Wednesday, March 16, 2011

The Questions Lie in Wait

Reason (like death) robs a man of the delusion of His divinity. Throw out reason and man is free to create reality in his own image. Perception is the only reality the non-discerning may know.

We seem to live in a non-discerning world. It seems that hypersensitivity to being judgmental, bigoted, racist, homophobic, and xenophobic, calls us to throw out our minds in the name of a mindless religious faith known as “political correctness”.

Technology is an affront to this disposition. Science births technology by drawing a line delineating truth from falsehood. Many people explain this as a dichotomy. They see the world as being divided. After all, some truth is quantitative and others are qualitative.

Two plus two equals four. There is no room for argument. But we have no such formulas for determining a suspected universal, transcendent morality. Many people don’t even believe such a thing exists, however they will moralize against those of us who do.

In his book, “God Is Not Great”, Christopher Hitchens moralizes against the church, claiming that organized religion is violent, irrational, intolerant, racist, etc… But what is wrong with those things if God doesn’t exist? WHY are these things wrong in an atheist’s world? Says who?

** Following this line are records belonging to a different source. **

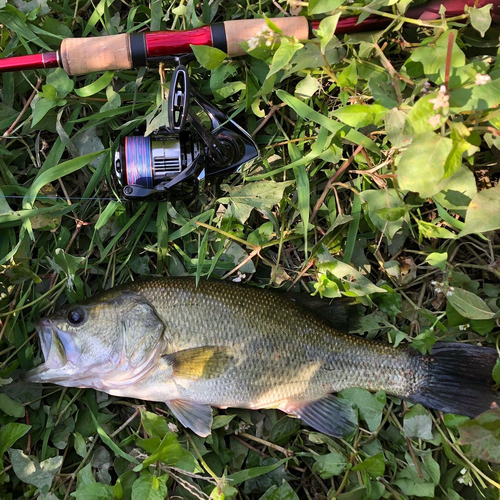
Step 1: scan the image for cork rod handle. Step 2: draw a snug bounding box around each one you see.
[224,16,309,57]
[60,34,133,76]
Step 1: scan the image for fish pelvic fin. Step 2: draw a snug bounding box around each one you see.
[405,342,499,418]
[282,394,358,437]
[166,399,214,437]
[162,346,234,380]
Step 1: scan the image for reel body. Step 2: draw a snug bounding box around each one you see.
[113,62,259,200]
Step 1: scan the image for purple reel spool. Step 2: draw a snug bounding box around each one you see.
[125,136,153,189]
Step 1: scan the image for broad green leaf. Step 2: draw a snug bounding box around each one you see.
[403,404,433,440]
[316,244,386,297]
[309,13,340,54]
[425,252,448,271]
[307,0,345,16]
[141,408,171,438]
[46,68,75,98]
[450,78,500,113]
[352,453,385,479]
[0,422,31,464]
[89,410,139,464]
[295,75,321,97]
[0,394,25,418]
[417,219,457,240]
[432,165,477,217]
[191,45,227,70]
[219,181,293,223]
[398,132,453,198]
[266,39,304,78]
[142,431,184,468]
[227,458,290,486]
[459,185,500,237]
[469,3,493,38]
[392,450,440,498]
[459,408,500,464]
[131,473,168,500]
[404,92,444,136]
[276,90,378,153]
[313,451,347,479]
[259,479,299,500]
[447,288,495,319]
[359,188,406,241]
[71,483,115,500]
[333,104,389,129]
[73,432,87,458]
[9,450,63,495]
[75,71,115,97]
[212,415,236,430]
[30,94,58,127]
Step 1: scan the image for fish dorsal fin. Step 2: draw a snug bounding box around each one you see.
[163,346,234,380]
[167,399,214,437]
[292,394,358,437]
[286,293,357,333]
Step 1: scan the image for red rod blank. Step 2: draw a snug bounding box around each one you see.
[0,52,59,72]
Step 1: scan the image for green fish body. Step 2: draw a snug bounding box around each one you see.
[26,278,497,436]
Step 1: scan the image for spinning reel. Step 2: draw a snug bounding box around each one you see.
[114,56,259,200]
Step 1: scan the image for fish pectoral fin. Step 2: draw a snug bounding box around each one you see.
[166,399,214,437]
[283,394,358,437]
[163,346,234,380]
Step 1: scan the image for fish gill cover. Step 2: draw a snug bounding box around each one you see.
[0,0,500,500]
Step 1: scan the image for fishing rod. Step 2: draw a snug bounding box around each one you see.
[0,0,500,201]
[0,0,500,76]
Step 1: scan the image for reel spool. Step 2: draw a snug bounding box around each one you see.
[114,62,259,200]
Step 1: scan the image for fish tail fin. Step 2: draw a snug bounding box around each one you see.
[407,342,498,418]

What if reason is transcendent? What if life’s mysteries are only the limitations of our empirical reach or our presuppositions? What if the mysteries of the world are not an excuse for us to throw our brains out the window, but rather a call to explore?


Imagine if Albert Einstein would have never asked himself why the speed of light was observed to violate Newton’s physics. He would have never discovered E=MC2. Imagine if Kepler would have never asked questions about the anomalies in the Ptolemaic cosmological model. He would never have discovered that the orbits of the celestial bodies are elliptical instead of perfect circles.

I am a music teacher. When I teach creativity to students, I teach them that the key is to ask questions. I challenge them to question a scale and ask, “What can I possibly do with those seven notes?” I then challenge them to explore the possibilities. This curiosity and sense of exploration inevitably leads to creativity.


Creativity breathes life into what is otherwise simply meaningless exercises. When I teach scales, intervals, arpeggios, chords and music theory, my students' eyes glaze over. But when I coax them to be creative with these objects by questioning their possibilities, these things come to life in the dynamic we call music. 

Christianity says that the Word became flesh and came to live among us. All the rules and ritual, the sometimes mindless traditionalism, the cleansings, religious ceremonies, sacrifices and duties, came alive in the form of Jesus Christ. Faith, with all of its ambiguity and mystery, breathes life into a dead Word.

Rock beats scissors...


What discoveries in life lie in wait because of questions you are not asking?